While Black and Colored rugby players in South Africa flourished, coaches and administrators of color are still largely being shut out.
“In 1994 (after independence), this side of white rugby (coaching and admin exclusion of POC) continued,” Wilbur Kraak, a top South African rugby sport scientist and professor of sports science at Stellenbosch University who has coached various teams across his country and mentored the Nigerian national team.
‘A coach of color, they don’t wanna give you the same resources as your [white] counterpart,” he told the Daily Dot. “From a South African context, there are more players of color than coaches of color in South Africa. If you look into administrative appointments higher up, it doesn’t look like that.”
Kraak noted that while Black coaches in South Africa are fully capable, the metaphorical goalposts keep shifting for them. He contended that as soon as one meets the needed qualifications, more certifications are then required.
“I think they see people of color as ‘they are gonna take away this rugby that belongs to us.'”
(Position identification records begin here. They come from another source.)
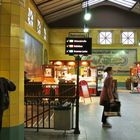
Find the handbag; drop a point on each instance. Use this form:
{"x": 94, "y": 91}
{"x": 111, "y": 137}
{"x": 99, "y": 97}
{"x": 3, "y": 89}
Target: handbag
{"x": 114, "y": 109}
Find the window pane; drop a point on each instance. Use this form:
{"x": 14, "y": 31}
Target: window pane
{"x": 105, "y": 37}
{"x": 30, "y": 17}
{"x": 128, "y": 37}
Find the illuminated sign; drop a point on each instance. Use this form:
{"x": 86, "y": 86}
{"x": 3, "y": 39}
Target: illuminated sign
{"x": 78, "y": 46}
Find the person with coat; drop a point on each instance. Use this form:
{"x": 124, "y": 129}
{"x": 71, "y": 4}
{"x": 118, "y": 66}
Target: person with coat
{"x": 106, "y": 96}
{"x": 5, "y": 86}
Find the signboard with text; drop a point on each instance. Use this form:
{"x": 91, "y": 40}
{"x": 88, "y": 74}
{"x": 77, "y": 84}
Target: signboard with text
{"x": 78, "y": 46}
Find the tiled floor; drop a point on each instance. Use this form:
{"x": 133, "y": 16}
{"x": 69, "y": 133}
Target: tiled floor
{"x": 126, "y": 127}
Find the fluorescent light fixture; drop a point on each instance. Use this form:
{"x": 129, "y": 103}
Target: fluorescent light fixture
{"x": 125, "y": 3}
{"x": 87, "y": 16}
{"x": 91, "y": 2}
{"x": 86, "y": 29}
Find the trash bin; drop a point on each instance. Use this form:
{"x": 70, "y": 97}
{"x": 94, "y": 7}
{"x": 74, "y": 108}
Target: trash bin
{"x": 63, "y": 117}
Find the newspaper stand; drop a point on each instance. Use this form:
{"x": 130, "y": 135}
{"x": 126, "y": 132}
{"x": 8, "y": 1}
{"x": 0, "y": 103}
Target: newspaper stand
{"x": 84, "y": 90}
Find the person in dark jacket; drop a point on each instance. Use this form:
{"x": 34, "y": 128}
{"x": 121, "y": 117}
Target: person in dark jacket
{"x": 107, "y": 96}
{"x": 5, "y": 86}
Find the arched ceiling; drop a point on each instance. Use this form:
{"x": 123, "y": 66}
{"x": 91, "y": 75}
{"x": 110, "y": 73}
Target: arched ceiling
{"x": 105, "y": 13}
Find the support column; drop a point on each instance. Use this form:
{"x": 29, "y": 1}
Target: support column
{"x": 12, "y": 19}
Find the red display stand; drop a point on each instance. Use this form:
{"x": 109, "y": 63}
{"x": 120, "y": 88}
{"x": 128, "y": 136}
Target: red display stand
{"x": 84, "y": 90}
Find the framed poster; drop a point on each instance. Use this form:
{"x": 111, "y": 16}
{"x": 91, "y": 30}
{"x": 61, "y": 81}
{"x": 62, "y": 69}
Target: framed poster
{"x": 48, "y": 72}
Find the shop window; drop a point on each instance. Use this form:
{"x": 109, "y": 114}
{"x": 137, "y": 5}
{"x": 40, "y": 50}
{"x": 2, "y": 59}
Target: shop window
{"x": 105, "y": 37}
{"x": 45, "y": 34}
{"x": 30, "y": 17}
{"x": 127, "y": 37}
{"x": 38, "y": 26}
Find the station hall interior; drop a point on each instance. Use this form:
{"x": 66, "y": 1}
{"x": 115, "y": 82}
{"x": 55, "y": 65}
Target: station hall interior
{"x": 37, "y": 55}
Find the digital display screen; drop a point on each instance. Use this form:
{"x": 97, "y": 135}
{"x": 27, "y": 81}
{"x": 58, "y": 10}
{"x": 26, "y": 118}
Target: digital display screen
{"x": 78, "y": 46}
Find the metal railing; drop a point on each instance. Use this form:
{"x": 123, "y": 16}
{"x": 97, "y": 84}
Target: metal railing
{"x": 40, "y": 108}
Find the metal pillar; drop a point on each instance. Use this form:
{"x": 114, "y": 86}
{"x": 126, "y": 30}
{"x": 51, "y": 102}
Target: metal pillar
{"x": 77, "y": 131}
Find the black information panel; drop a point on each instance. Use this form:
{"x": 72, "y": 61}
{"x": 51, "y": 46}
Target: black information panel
{"x": 78, "y": 46}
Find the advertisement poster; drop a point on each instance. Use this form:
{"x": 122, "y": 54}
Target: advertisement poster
{"x": 120, "y": 60}
{"x": 32, "y": 56}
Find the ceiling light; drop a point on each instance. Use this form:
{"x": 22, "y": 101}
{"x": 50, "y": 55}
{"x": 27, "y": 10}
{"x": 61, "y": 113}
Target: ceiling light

This is the lived experience of De Villiers, still the only non-white Springboks coach in their history
“I was judged by the color of my skin wherever I went,” De Villiers told The Daily Dot.
‘They want you to fail so much’
Being a rugby coach of color in South Africa means living with the invisible pressure of knowing that rugby is a “white people setting,” and that no matter what a Black person’s role is (be it player, coach, or administrator, that person must “behave well” on and off the field to continue meeting the expectations of whites.
De Villiers observed, “They want you to fail so much so they could comfortably point fingers at the incompetence of rugby professionals of color.”
While De Villiers oversaw the Springboks in 2008, he famously threatened “to give back the job to the Whites” over a bizarre blackmail video episode. According to a Reuters story at the time, local media reported allegations that De Villiers had been videotaped having sex with a woman in a car, but De Villiers characterized the surrounding blackmail rumors as part of a “racist plot” to oust him.
As for Jantjies, his story has taken another turn that’s engaged social media in much the same way as the arrest reports did several months prior.
In late October, Jantjies checked himself into a Cape Town drug rehabilitation center, continuing a tumultuous few months for the player. According to Jacaranda FM, the player had also been accused of having an affair with the team’s dietitian and had been removed from the team for a November tour.
Cape Talk noted that some fans did show support for Jantjies via social media since the news went public. But even still, the news of his rehab stint led to some more online back-and-forth embued with racial tensions. When one fan responded to the news by commenting, “I don’t want him representing my country ever again,” another responded, “Your country??” with a series of laughing emojis.